Formula One, then was about the madness of racing, the daring and guile of racing drivers and about the morbidity of losing and the ecstasy of winning. It was unsullied by a bevy of technological innovations that have hampered the purity of competition that we witness today.
And it is in those adrenaline pumping times of the carefree 70s that a star was born on the glitzy heights of F1 who changed the complexion of the sport with just a few years in competitive racing. The Hunt's glamorized the sport and the likes of Lauda's gave the competition a slice of steely resolve.
The legend of Villeneuve
But only one man stood for both; a reflection of glory and a painful reminder of fatality in the sport.
Gilles Villeneuve was both a ridiculously quick racing driver and one of F1's short lived enigma. With speed being his DNA, Villeneuve was Canada's greatest racing treat to the utterly competitive grind of Formula One and also a brilliant reminder that much of our romanticism with racing doesn't end with a driver's retirement, but grows well past a talent's mortal passing from the earth.
Born in 1950 and passing away in 1982, Villeneuve was only 32 when he met with a fatal car accident in his Ferrari whilst trying to snatch pole position at the 1982 Belgian Grand Prix at Zolder.
The unaccepted collision with German driver Jochen Mass happened at the closing stages of the qualifying for the Belgian Grand Prix, and would put curtains on an enigmatic career that could have been surely emphatic had time on Villeneuve's watch not stopped ticking.
From 68 races, the good looking Quebec born racer won 6 races and secured 101 career points, coming achingly close to finishing on top of the podium in 1979, falling short by just 4 points behind teammate Jody Scheckter.
Here was a racing driver who valued the integrity of competition. He was a man dedicated to his craft and respectful of his contemporaries, most lauding his maverick talent as being rare and being in a league of his own.

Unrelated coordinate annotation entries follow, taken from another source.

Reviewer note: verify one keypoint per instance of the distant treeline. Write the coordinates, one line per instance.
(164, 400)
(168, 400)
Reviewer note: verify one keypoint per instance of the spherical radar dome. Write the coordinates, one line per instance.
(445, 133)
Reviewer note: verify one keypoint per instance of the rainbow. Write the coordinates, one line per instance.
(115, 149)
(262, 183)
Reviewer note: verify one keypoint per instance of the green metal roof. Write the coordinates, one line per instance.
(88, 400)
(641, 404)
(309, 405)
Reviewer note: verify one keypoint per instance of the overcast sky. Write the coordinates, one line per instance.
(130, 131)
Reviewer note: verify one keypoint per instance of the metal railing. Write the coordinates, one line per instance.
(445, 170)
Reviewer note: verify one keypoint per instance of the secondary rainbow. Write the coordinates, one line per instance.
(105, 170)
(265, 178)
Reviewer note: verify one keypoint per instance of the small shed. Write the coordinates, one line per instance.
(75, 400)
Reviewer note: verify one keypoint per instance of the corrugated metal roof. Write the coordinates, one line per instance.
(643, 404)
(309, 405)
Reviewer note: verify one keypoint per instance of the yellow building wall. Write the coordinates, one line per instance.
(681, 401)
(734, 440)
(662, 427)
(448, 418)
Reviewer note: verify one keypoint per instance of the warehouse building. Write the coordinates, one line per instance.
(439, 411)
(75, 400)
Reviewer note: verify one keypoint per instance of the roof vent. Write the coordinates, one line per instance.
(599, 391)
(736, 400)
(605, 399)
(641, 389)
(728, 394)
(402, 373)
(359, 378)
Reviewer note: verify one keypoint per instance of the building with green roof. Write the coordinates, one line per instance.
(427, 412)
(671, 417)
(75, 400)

We look at some rather unknown facts about the man whom Niki Lauda described, "as the best racing driver he had ever seen".
A supportive racing car manager-cum-friend
During the 1970s, Gaston Parent was a renowned name in the field of advertising and marketing. He was an astute businessman, encouraging and supportive of emerging racing talents in the competitive grind of motor-racing.
Soon, he would get in touch with a relatively unknown but exhilarating talent, a certain Gilles Villeneuve who was looking for funds to compete in Formula Atlantic.
The two met and conversed and were to be one team for the entire duration of Villeneuve's career, painfully cut short in 1982.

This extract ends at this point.